Il faudrait pour cela que deux conditions, apparemment divergentes, soient
réunies. D’une part, que notre société s’inquiète davantage des
conséquences (sociales, sanitaires, mais aussi écologiques, si l’on
s’intéresse aux résultats "externes" de l’activité de production) de la
pénibilité du travail, et de cette civilisation de la hâte qu’on érige à
présent comme modèle. En même temps il faudrait que ces questions soient
débattues de façon presque banale, usuelle, au même titre que bien d’autres
questions sociales, au lieu de ce climat de crispation qui laisse perplexes
les observateurs étrangers (voir les protestations des milieux patronaux
quand il s’agit d’inclure une nouvelle maladie parmi les pathologies
professionnelles reconnues, ou quand fut instauré le droit de retrait des
situations dangereuses ; voir aussi les tensions considérables qui
apparaissent autour des projets de réforme de la médecine du travail).

Les responsabilités pourraient alors être posées, à commencer par celles
des dirigeants d’entreprises. Plusieurs recherches importantes en sciences
de la gestion [5] montrent que le travail est analysé comme une dépense, et
jamais comme une ressource.
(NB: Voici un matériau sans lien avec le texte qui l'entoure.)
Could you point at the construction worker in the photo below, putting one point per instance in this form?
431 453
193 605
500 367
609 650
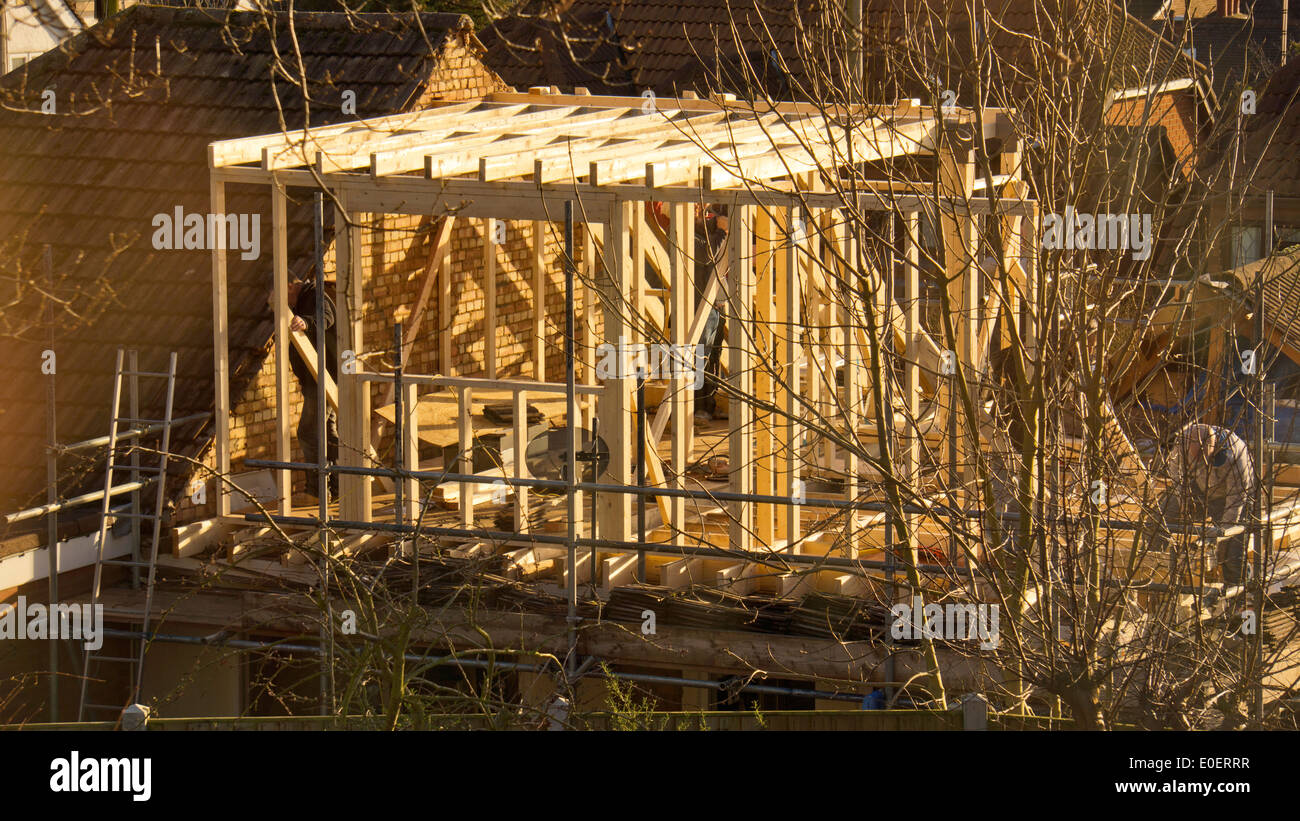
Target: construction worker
302 303
710 246
1210 476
Ce point de vue mérite d’être contesté, et dès
lors c’est toute une conception de l’organisation du travail, de
l’enrichissement des compétences, et de la préservation de la santé, qui
peut se trouver reconstruite.

En ce qui concerne les représentants des salariés, ce n’est pas faire
injure aux milliers de militants investis sur les conditions de travail,
que de rappeler la position de second rang qu’occupe ce thème dans les
orientations des syndicats. Les autres militants écoutent et applaudissent
ces "spécialistes" avec beaucoup de respect dans les congrès, mais il est
rare que s’engagent ensuite des actions durables, portées par l’ensemble de
l’organisation (on a dit cependant que ce jugement méritait d’être un peu
rectifié, dans la période récente).

Reste la question de l’intervention des pouvoirs publics. Pour partie,
celle-ci peut porter directement sur la santé et la sécurité au travail (et
le nombre très réduit d’inspecteurs et contrôleurs du travail ne facilité
évidemment pas l’action dans ce domaine). Mais il faudrait surtout que
soient prises en compte les questions de santé au travail dans d’autres
domaines de décision politique. C’est vrai pour la réduction du temps de
travail : où a-t-on vu une incitation de l’Etat à ce que les questions de
conditions de travail soient prises en compte dans la mise en oeuvre des
lois Robien ou Aubry ? Et cela va être peut-être vrai aussi à propos du
débat sur les retraites : va-t-on mettre en place un dispositif qui
permette de prendre correctement en compte la diversité des parcours
professionnels, en termes de pénibilité et d’usure ? S’il faut revenir sur
les pré-retraites, favoriser l’allongement de la vie professionnelle, il
faudra à la fois ouvrir des droits spécifiques à des départs anticipés pour
les salariés qui auront été les plus sollicités, et rendre le travail
vivable pour les anciens qui demeurent en place. Cela permettra d’ailleurs
de remédier aussi à l’insatisfaction, de plus en plus palpable, manifestée
par de nombreux jeunes. La menace de "pénuries de main-d’ ?uvre" pourrait
alors avoir une conséquence bénéfique : replacer les conditions de travail
au coeur de l’action politique.


[1L’exception la plus notable : la revue trimestrielle Santé et Travail,
éditée par la Mutualité Française (255 rue de Vaugirard, Paris 15e, tél. 01
40 43 34 24).

[2Comités d’Hygiène, Sécurité et Conditions de Travail

[3Voir par exemple M.Gollac et S.Volkoff, Les conditions de travail,
Repères La Découverte (2000).

[4A l’exception notable des affections périarticulaires (tendinites du
poignet et du coude notamment) dont l’expansion est considérable dans la
plupart des pays industrialisés.

[5Voir notamment R.Beaujolin, Les vertiges de l’emploi, Grasset (1999).
Cet ouvrage décortique de façon révélatrice les chaînes de décision en
matière de réduction d’effectifs dans les entreprises.